Detection of zone boundary folded modes below Tsp

Observation of a 44 cm^-1 singlet-triplet excitation

Strong doping effects on phonon spectra and phase transition

Abstract

We investigated in detail the optical properties of several Cu(1-delta)Mg(delta)GeO3 (with delta=0,0.01), and CuGe(1-x)B(x)O3 with B=Si (x=0,0.007,0.05,0.1), and Al (x=0,0.01) single crystals, in the frequency range 20-32000 cm^-1. We report temperature dependent reflectivity and transmission measurements, performed with polarized light in order to probe the anisotropy of the crystals along the b and c axes, and optical conductivity spectra obtained by Kramers-Kronig transformation or direct inversion of the Fresnel formula. Special emphasis is given to the far-infrared phonon spectra.

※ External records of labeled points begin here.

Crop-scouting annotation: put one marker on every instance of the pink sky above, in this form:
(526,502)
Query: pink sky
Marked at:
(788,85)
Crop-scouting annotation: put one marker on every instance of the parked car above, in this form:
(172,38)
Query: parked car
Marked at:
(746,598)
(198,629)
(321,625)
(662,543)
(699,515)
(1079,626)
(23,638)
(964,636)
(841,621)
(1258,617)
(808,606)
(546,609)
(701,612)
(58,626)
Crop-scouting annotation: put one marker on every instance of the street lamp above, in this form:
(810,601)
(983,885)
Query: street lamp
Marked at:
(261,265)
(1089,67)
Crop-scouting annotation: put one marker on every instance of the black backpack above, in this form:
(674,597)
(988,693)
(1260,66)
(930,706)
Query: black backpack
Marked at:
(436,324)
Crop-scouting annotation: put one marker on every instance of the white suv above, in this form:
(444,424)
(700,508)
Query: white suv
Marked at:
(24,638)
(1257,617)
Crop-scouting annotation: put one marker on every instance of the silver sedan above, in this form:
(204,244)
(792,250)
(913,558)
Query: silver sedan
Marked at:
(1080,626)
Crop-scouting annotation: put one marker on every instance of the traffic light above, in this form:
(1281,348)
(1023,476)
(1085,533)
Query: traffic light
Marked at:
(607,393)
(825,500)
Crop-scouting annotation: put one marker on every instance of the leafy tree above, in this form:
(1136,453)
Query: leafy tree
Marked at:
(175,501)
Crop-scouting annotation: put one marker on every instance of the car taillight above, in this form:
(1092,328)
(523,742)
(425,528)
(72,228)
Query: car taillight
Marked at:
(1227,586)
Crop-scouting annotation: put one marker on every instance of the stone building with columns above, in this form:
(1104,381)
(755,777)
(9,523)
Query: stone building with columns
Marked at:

The temperature dependence of the phonon parameters is presented and discussed in relation to the soft mode issue in CuGeO3. For T<Tsp we could detect zone boundary folded modes activated by the spin-Peierls phase transition. Following the temperature dependence of these modes, which shows the second order character of the phase transition, we were able to study the effect of doping on Tsp. Moreover, in transmission experiments we detected a direct singlet-triplet excitation at 44 cm^-1, across the magnetic gap, which is not understandable on the basis of the magnetic excitation spectrum so far assumed for CuGeO3. The optical activity of this excitation and its polarization dependence confirm the existence of a second (optical) magnetic branch, recently suggested on the basis of inelastic neutron scattering data. The anisotropy in the magnetic exchange constants along the b axis, necessary for the optical triplet mode to gain a finite intensity, and the strong effect of Si substitution on the phonon spectra are discussed in relation to the alternative space group P2(1)2(1)2(1), recently proposed for CuGeO3 in the high temperature uniform phase.